You could have an unlimited benefit as it is still available, although most insurance companies no longer offer this benefit. Otherwise, you have a pool of money. The pool is the initial amount of money available to pay for care in your benefit account.
Generally, both the monthly or daily benefit and the pool of money will grow with inflation. There are usually several inflation options that grow your benefit but not your premium. Partnership policies generally require some type of automatic inflation benefit.
Some policies offer opportunities to buy more insurance, sometimes without evidence of insurability as long as you are not on claim.
Traditional Long-Term Care Insurance plans offer many optional features, including shared spousal/partner benefits, several inflation or benefit increase options, case management, return of premium options, waiver of premium at the time of claim, and cash options to name a few.
The premiums are intended to remain level based on your age at the time of application, along with your health, family history and other factors, including the total amount of benefits you wish to have in place.
Today’s Long-Term Care Insurance is intended to be rate stable.
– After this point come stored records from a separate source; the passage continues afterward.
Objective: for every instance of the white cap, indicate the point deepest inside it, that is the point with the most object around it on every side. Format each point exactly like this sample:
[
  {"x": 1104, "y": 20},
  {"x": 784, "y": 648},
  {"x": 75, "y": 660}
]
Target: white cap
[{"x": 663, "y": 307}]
Policies are priced based on updated underwriting standards as well as other actuarial data. Plus, many states have rate stability laws in place. Find your state by clicking here.
Premiums can be tax deductible for some people. For those who own a business, premiums can be a tax-deductible business expense. Click here for more information on tax benefits.
Proceeds come to you tax-free with all tax-qualified Long-Term Care Insurance as they meet IRS regulations (Section 7702B).
Hybrid plans have received an abundant amount of media attention in the last several years for providing a way to leverage an existing asset (money you already have) to plan for long-term care expenses.
These policies will typically have a cash value or a death benefit in the event long-term care is never required. Usually, these are single premium life insurance policies (although some offer annual or multi-year premium options) or annuities with riders for long-term care.
Long-Term Care Hybrid policies offer an Accelerated Death Benefit. Once you qualify for the federally regulated benefit triggers for long-term care, you receive money from the death benefit first.
Once you exhaust the death benefit, you start receiving benefits from a continuation of benefits portion of the policy. This extends your long-term care benefits beyond the death benefit. This extension could be as much as an unlimited amount of money. If you do not have an unlimited benefit, the policyholder will have a pool of money to pay for care depending on the policy design.
Some plans provide a cash benefit or a more typical reimbursement of actual expenses. Most insurance companies, if you wish, will assign the benefits to the provider, so the provider bills the insurance company, and the insurance company pays the provider.
Inflation options are also available. This grows your long-term care benefits to meet the higher future costs of care. Some policies offer a residue death benefit. Your heirs would receive a smaller death benefit even if you exhausted the primary death benefit in an extended long-term care situation.
These hybrid policies offer a single premium - or a fixed premium, which can be paid annually or in a fixed period of time.
Long-Term Care benefits come to you tax-free as it meets the federal guidelines for tax-qualified Long-Term Care Insurance (Section 7702B).
You can also make use of a 1035 tax-free exchange if you have an existing life insurance policy with cash value OR an annuity to fund one of the plans that include long-term care benefits.
A life insurance policy with a chronic illness rider can also provide a limited benefit to pay for extended care but can't legally be described as a long-term care policy as it does not meet the guidelines as they fall into Section 101g.
If you get diagnosed with a qualifying chronic illness and meet benefit triggers, the insurance company will give you access to your death benefit before death. Once the death benefit is exhausted, you have no remaining benefit for care, nor do you have any residual death benefit.
Benefit triggers for care usually require the policyholder to have no potential for recovery or be deemed terminal. Qualified Long-Term Care Insurance does NOT have these requirements.
Generally, a Section 101g policy is not a good option to plan for long-term care.
These plans are ideal for older individuals (74+) or those who may have some health challenges which limit the availability of other products.
Some people will also purchase this type of plan in addition to an existing Long-Term Care policy to easily add additional benefit for a very reasonable cost.
Short-Term Care policies usually have a one- or two-year benefit period for care. They have a variety of underwriting criteria and often will consider those who are over age 74 as long as they can answer several health questions that will not "knock-out" their eligibility.
Otherwise, they work very similarly to Long-Term Care policies and have comparable triggers for benefits.
Critical Care policies trigger benefits based on the diagnosis of specific health conditions (cancer, Alzheimer's, heart attack, stroke, etc.).
Some of these plans will pay additional benefits if that health condition causes a need for an assisted living facility or nursing home.